Dinham Hall's Ghostly Past

My Mother and I went to live at Dinham Hall I think in 1983 when she was appointed as House Mistress—a challenging job which involved the running of the house and staff, and caring for around 20 boys. Most were students at the sixth form college in Ludlow whose parents lived too far away to travel daily, or abroad. The college is a state run establishment and the situation was unusual, having a boarding house attached, but it stemmed back to the days when the college was Ludlow Grammar School and Dinham was the boarding house for it.

In the 3 years we spent there, before the house became a hotel, we had some similar experiences, as did our predecessors and some long-serving members of the domestic staff. If the room you had was the one overlooking the castle walls, it used to be known as 'Castle Dormitory' and was shared by 6 boys. They all told various tales of footsteps, doors opening on their own and even once did a Ouija board which frightened them half to death when it spelt out their names and several others!

My room was on the middle floor and I frequently heard footsteps walking up and down the corridor outside the room at night, and once felt a firm but friendly hand on my shoulder whilst leaning over the wooden bannister rail on that landing—but there was no-one there.

'The Ladies', the three members of domestic staff who had worked at Dinham for over 20 years each, had many tales to tell of things which had happened whilst the various custodians of the house had lived there, though they never really spoke about them unless something similar happened to the latest occupant. Because of this, the things that happened must be all the more genuine. There is probably a lot which we will never know!

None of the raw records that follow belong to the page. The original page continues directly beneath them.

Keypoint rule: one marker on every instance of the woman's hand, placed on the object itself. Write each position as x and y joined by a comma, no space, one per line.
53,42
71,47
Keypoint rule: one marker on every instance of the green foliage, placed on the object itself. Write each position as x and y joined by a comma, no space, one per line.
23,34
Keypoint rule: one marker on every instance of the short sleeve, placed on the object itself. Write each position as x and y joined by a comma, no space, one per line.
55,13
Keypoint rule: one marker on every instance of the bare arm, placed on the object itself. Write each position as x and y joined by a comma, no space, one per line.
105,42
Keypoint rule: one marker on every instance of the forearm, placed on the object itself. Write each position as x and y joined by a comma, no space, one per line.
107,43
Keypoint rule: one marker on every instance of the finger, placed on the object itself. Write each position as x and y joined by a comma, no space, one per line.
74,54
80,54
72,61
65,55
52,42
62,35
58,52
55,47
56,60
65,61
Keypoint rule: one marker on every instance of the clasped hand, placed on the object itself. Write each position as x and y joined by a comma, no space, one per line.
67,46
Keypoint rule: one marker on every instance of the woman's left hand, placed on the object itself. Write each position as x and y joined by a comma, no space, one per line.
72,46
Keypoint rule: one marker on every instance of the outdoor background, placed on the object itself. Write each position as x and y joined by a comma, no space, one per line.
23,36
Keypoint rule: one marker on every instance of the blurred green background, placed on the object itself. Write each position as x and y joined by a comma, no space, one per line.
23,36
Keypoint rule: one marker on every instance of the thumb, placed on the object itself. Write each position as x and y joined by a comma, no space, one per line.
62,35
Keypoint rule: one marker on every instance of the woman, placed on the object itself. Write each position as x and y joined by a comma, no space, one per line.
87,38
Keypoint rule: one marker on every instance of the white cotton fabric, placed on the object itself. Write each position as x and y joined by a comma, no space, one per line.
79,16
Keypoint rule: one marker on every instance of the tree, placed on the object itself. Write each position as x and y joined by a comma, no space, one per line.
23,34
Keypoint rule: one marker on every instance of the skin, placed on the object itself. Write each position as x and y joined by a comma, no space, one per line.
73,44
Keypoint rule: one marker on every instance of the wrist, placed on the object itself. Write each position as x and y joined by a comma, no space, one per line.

The incidents which occurred when we lived there were as follows.

The footsteps on the landing behind my room were a regular occurrence; slowly pacing up and down. My mother (probably the greatest sceptic I know where this sort of thing is concerned) also heard footsteps often on the narrow back staircase at night outside her room—she was always accusing the boys of sneaking in late, and they always flatly denied it! It also happened in holiday time when she was in the house on her own.

On the same landing outside my room, which led up to the second flight of the wide front stairs, the cleaner once saw, from the ground floor, a woman dressed in grey sweeping up the stairs. She thought it was my mother until someone told her that she was out of the building. Several people over the years saw a 'grey lady' on those stairs. It is also the staircase to the room where Judith stayed. Some time after this, Mrs. M. the cook, was looking for my mother as there was a phonecall for her. She saw the door to our sitting room open and heard the vacuum cleaner on so decided to leave it and take a message. After she had put the phone down, my mother walked in through the front door, she had been shopping. Mrs M. was quite surprised and asked who was cleaning our sitting room, and mother was equally puzzled, as no-one else had access to that room, and the house was empty apart from Mrs M. They went back together to find the door locked and no-one inside.

In that sitting room, a previous occupant kept all the paperwork relating to the house keeping etc on a shelf. One day, the whole lot flew up into the air and landed in a mess on the floor in front of her.

Many people saw the same woman and man in the house, according to the Ladies. My mother also saw them. The woman was wearing a grey dress with a long white apron over it, and a white cap, the type a house keeper of the 19th century would have worn. The man wore a biege smock over trousers. The woman said, 'You can put the coal down here, Ben'. Again, mother knew nothing of them until she saw them and mentioned them to the Ladies the next day, thinking she'd imagined it. They said everyone who had lived in the house had seen them at some point.

Everything that happened in the house whilst we lived there didn't frighten or disturb us at all and was not in the least threatening, just fascinating.